Description
Hillbilly Pie is a simple, nostalgic dessert featuring a creamy coconut custard filling nestled in a flaky pie crust. With sweetened condensed milk, shredded coconut, and a hint of vanilla, this comforting pie is baked until golden and set, offering a delightful balance of rich sweetness and texture that makes it a perfect treat for any occasion.
Ingredients
Scale
Pie Crust
- 1 package refrigerated pie crust (or homemade pie crust if preferred)
Filling
- 1 can (14 oz) sweetened condensed milk
- 2 large eggs
- 1 teaspoon vanilla extract
- 1/2 cup shredded coconut (sweetened or unsweetened)
- 1/4 cup unsalted butter, melted
- 1/4 cup all-purpose flour
- 1/4 teaspoon salt
Instructions
- Preheat the Oven: Preheat your oven to 350°F (175°C). If using a refrigerated pie crust, fit the crust into a 9-inch pie dish. If using homemade, roll out your dough and line the dish with it. Press the edges to fit and trim any excess.

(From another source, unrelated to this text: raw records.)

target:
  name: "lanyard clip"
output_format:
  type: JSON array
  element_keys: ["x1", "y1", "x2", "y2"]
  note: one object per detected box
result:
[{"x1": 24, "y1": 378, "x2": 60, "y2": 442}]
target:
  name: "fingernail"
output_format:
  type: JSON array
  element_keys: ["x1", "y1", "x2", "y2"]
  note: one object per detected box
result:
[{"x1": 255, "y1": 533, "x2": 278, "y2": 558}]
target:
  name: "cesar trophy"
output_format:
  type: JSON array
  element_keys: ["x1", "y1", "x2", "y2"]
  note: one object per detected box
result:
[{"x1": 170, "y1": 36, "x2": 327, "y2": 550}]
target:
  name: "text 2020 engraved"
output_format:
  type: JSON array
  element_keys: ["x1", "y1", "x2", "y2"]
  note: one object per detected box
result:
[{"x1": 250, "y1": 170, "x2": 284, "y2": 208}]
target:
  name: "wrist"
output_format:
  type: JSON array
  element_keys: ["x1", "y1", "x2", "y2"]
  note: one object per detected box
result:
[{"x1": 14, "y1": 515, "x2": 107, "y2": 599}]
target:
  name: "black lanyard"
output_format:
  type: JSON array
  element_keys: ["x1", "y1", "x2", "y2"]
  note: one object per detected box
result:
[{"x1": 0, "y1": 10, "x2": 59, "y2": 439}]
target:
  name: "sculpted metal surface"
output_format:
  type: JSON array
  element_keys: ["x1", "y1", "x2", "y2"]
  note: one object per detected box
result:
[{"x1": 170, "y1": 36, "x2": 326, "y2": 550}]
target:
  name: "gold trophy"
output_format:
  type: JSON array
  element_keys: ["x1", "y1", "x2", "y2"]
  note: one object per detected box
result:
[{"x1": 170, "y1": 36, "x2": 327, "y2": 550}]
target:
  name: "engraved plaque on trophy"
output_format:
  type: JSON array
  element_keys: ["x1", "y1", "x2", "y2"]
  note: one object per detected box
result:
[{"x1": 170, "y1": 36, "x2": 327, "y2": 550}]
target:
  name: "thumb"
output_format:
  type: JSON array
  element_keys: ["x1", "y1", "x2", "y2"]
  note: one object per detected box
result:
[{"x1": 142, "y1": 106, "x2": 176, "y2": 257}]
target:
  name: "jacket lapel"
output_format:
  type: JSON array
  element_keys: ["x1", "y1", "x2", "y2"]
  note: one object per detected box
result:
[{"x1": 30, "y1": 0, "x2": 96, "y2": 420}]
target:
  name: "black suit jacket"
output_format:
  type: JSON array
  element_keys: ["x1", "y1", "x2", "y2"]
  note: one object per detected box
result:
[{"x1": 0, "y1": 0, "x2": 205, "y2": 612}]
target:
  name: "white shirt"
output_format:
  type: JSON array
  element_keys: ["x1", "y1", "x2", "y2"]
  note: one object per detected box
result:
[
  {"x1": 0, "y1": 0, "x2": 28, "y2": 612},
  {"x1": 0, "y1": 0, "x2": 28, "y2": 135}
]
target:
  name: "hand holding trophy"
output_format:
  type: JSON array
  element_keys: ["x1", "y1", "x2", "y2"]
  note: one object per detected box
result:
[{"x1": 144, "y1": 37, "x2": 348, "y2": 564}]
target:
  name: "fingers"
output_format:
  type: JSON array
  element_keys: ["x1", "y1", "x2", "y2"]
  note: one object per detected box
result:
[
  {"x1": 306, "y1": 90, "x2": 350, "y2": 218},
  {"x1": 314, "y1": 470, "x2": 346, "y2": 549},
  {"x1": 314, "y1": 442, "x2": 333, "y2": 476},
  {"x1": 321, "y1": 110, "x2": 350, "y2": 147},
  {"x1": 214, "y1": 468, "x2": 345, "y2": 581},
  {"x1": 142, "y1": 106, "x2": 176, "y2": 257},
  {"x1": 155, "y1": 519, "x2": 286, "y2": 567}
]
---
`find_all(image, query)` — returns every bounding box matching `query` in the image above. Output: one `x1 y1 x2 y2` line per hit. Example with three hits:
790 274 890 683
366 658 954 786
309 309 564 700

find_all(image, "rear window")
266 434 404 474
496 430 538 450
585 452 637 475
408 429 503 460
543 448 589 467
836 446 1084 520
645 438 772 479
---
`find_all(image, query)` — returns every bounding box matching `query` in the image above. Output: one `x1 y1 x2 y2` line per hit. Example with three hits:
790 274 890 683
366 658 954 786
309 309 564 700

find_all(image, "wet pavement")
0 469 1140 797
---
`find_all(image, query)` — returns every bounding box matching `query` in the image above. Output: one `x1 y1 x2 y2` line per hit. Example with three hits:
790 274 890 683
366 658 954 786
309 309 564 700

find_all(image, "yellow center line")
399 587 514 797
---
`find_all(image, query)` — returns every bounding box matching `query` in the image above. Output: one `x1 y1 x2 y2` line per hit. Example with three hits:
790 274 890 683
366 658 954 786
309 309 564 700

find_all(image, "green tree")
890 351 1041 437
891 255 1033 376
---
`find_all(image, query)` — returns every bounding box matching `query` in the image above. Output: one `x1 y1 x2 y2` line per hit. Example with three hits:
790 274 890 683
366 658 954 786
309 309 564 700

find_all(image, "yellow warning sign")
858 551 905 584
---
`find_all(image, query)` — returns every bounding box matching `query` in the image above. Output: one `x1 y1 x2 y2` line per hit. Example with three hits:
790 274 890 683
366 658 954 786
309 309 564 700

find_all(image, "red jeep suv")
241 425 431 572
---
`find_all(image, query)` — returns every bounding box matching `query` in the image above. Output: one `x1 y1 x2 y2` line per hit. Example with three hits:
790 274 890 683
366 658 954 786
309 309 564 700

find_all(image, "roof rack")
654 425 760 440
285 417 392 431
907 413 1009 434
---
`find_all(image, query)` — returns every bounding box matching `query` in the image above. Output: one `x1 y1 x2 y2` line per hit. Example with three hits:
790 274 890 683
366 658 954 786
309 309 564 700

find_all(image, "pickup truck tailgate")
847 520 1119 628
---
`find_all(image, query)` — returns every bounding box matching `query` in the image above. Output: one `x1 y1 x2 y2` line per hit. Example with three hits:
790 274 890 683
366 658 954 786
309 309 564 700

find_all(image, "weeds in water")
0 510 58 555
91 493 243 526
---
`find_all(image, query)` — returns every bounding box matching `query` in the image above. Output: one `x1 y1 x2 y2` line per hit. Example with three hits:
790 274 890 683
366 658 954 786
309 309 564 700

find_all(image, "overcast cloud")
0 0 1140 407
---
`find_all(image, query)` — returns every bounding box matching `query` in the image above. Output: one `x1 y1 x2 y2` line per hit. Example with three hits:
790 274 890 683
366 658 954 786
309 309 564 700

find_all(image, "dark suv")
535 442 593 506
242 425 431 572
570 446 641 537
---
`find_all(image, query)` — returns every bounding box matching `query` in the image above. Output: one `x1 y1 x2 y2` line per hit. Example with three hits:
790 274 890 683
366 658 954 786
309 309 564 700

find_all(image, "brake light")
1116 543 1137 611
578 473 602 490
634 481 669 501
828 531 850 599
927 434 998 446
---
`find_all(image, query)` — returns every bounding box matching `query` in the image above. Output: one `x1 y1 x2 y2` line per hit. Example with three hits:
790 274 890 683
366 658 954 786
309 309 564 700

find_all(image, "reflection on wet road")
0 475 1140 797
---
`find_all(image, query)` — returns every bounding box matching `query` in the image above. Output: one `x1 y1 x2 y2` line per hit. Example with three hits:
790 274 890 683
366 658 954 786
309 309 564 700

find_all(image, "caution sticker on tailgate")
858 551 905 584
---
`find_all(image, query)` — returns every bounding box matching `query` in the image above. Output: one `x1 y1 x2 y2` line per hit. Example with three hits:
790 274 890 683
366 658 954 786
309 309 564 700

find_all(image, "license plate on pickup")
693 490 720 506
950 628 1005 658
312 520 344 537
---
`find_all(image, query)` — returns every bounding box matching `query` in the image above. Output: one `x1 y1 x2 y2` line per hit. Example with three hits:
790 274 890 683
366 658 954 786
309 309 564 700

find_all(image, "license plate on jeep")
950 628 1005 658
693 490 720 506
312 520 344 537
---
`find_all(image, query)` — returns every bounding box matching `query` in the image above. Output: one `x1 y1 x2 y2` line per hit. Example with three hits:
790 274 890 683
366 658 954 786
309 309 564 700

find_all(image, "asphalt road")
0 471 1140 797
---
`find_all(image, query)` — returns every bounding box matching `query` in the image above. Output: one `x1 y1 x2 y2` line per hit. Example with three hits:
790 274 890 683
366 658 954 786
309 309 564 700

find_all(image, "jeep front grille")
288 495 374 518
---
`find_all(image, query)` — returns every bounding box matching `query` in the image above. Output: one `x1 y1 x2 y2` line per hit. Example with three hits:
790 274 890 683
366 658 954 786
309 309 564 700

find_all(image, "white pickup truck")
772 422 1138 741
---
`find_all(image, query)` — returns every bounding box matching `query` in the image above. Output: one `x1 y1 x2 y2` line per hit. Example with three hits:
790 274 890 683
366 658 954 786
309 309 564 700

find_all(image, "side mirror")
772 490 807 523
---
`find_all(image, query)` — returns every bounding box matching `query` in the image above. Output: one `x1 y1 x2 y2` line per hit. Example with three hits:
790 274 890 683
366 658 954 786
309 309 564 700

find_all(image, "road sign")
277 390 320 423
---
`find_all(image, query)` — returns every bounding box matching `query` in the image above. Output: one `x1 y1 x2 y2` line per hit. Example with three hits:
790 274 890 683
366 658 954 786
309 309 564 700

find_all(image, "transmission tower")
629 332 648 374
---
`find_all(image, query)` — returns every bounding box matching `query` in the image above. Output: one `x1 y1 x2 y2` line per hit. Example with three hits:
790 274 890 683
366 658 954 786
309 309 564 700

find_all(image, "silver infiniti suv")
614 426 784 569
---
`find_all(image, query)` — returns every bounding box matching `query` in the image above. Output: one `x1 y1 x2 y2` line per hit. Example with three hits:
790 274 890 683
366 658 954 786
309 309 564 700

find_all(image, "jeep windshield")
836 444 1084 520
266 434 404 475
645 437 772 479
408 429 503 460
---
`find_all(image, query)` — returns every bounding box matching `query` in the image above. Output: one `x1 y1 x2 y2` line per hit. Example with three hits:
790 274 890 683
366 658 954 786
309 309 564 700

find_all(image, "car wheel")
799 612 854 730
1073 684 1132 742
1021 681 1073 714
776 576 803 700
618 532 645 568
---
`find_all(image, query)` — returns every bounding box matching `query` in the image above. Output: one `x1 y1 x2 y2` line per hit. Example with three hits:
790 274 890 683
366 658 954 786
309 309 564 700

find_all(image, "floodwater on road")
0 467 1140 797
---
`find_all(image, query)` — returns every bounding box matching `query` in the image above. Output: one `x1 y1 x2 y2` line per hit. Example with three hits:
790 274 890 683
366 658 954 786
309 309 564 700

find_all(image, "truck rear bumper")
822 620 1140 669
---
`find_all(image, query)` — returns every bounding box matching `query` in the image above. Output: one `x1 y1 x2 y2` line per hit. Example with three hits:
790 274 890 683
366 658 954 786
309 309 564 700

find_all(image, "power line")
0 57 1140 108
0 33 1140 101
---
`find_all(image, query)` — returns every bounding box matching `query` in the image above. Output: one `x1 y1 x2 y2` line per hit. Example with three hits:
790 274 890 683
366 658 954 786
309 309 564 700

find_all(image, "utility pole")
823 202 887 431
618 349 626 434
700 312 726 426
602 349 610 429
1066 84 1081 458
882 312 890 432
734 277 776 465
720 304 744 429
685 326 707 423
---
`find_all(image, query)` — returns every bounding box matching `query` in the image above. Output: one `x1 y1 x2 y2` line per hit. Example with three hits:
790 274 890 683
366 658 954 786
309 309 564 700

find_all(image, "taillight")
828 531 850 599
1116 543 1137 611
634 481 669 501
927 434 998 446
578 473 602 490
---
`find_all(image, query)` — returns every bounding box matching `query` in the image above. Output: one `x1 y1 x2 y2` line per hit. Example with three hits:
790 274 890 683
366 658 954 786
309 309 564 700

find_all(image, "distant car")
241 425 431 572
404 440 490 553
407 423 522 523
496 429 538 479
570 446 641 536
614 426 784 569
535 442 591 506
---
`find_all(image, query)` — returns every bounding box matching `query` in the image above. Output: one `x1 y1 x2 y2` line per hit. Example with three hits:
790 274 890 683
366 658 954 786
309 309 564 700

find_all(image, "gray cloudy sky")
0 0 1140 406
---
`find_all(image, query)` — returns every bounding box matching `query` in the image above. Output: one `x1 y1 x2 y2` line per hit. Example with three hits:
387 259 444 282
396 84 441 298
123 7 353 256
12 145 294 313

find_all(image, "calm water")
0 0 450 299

- Prepare the Pie Filling: In a mixing bowl, combine the sweetened condensed milk, eggs, vanilla extract, melted butter, and flour. Whisk until smooth and well incorporated.
- Mix in Coconut and Salt: Stir in the shredded coconut and salt. Mix everything together until fully combined.
- Assemble the Pie: Pour the prepared filling into the prepared pie crust. Smooth the top with a spatula to ensure an even layer.
- Bake the Pie: Place the pie in the preheated oven and bake for 30-35 minutes, or until the filling is set and the top is lightly golden brown. Check for doneness by gently shaking the pie—if the center is firm and no longer wobbly, it’s done.
- Cool and Serve: Let the pie cool to room temperature before slicing. You can refrigerate it for a few hours to help it set further, but it’s also delicious served slightly warm.
- Optional Garnish: Serve with whipped cream or a scoop of vanilla ice cream for added indulgence.
Notes
- Use either sweetened or unsweetened shredded coconut based on your preference; the pie will be sweeter with sweetened coconut.
- Make sure the pie filling is set before removing from the oven to avoid a runny center.
- This pie can be stored covered in the refrigerator for up to 3 days.
- For a gluten-free version, use a gluten-free pie crust and flour substitute.
- Allow the pie to cool completely before slicing to ensure clean cuts.